NasDem Tunggu Gerindra dan PKS Soal Posisi Wagub DKI

Nur Azizah 19 September 2018 08:11 WIB
Pengganti Sandiaga Uno
NasDem Tunggu Gerindra dan PKS Soal Posisi Wagub DKI
Ketua fraksi partai NasDem Bestari Barus. Foto: Medcom.id/Intan Yunelia
Jakarta: Perebutan kursi wakil gubernur DKI Jakarta kian panas. Partai Gerindra maupun PKS bersaing mengajukan nama kader terbaiknya.

Di Partai Gerindra, nama Ketua DPD Gerindra DKI Jakarta Mohamad Taufik menjadi satu-satunya nama yang muncul. Sementara di kubu PKS ada sejumlah nama, mulai dari Ketua DPP PKS DKI Jakarta Mardani Ali Sera, Ketua Fraksi PKS DPRD DKI Jakarta Nurmansyah Lubis, hingga Mantan Gubernur Jawa Barat Ahmad Heryawan.

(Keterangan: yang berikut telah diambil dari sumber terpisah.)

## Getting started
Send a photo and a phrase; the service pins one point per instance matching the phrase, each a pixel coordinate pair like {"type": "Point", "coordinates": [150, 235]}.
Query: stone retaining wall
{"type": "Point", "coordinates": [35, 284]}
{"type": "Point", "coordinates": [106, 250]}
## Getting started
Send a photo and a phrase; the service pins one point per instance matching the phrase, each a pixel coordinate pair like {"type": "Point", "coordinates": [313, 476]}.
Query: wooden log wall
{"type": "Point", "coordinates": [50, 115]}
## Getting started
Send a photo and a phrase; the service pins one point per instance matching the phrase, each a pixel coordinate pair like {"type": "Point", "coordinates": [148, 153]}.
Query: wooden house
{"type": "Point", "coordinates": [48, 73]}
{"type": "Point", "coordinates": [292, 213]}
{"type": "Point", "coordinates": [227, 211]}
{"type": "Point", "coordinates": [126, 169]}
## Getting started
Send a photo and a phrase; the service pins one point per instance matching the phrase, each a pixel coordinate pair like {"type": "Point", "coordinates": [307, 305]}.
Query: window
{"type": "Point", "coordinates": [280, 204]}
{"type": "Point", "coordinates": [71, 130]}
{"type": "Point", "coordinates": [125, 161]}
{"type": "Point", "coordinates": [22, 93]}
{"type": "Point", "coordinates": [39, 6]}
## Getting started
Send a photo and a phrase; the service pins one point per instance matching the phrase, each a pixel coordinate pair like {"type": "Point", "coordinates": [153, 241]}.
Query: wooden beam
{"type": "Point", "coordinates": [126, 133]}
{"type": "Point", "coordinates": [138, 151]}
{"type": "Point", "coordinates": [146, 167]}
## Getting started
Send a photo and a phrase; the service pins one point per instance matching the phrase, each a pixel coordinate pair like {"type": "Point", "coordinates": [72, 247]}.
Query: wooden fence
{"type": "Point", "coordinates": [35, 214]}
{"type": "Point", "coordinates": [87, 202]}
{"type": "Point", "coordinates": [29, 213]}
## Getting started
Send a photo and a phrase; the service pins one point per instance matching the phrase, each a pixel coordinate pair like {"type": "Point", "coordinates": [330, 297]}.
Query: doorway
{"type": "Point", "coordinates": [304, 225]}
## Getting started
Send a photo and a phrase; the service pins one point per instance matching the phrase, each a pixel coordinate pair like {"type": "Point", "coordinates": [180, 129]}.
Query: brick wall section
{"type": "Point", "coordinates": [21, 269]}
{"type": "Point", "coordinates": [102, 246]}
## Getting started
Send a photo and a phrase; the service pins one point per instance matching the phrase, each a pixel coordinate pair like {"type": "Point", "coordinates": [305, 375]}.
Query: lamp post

Perebutan kursi Wagub itu pun menarik perhatian sejumlah partai oposisi. Salah satunya partai besutan Surya Paloh, NasDem.


Ketua fraksi partai NasDem Bestari Barus berharap lawan Taufik yang apple to apple. Sebanding. Sebut saja, Wakil Ketua DPRD DKI Jakarta Triwisaksana dari PKS.

"M Taufik lawan Triwisaksana itu apple to apple. Kalau itu terjadi, pilihannya jadi 50:50. Sangat apple to apple karena mereka ini kader DKI tulen. Mengerti seluk beluk pemerintahan DKI," kata Bestari di Gedung DPRD DKI Jakarta, Selasa 18 September 2018.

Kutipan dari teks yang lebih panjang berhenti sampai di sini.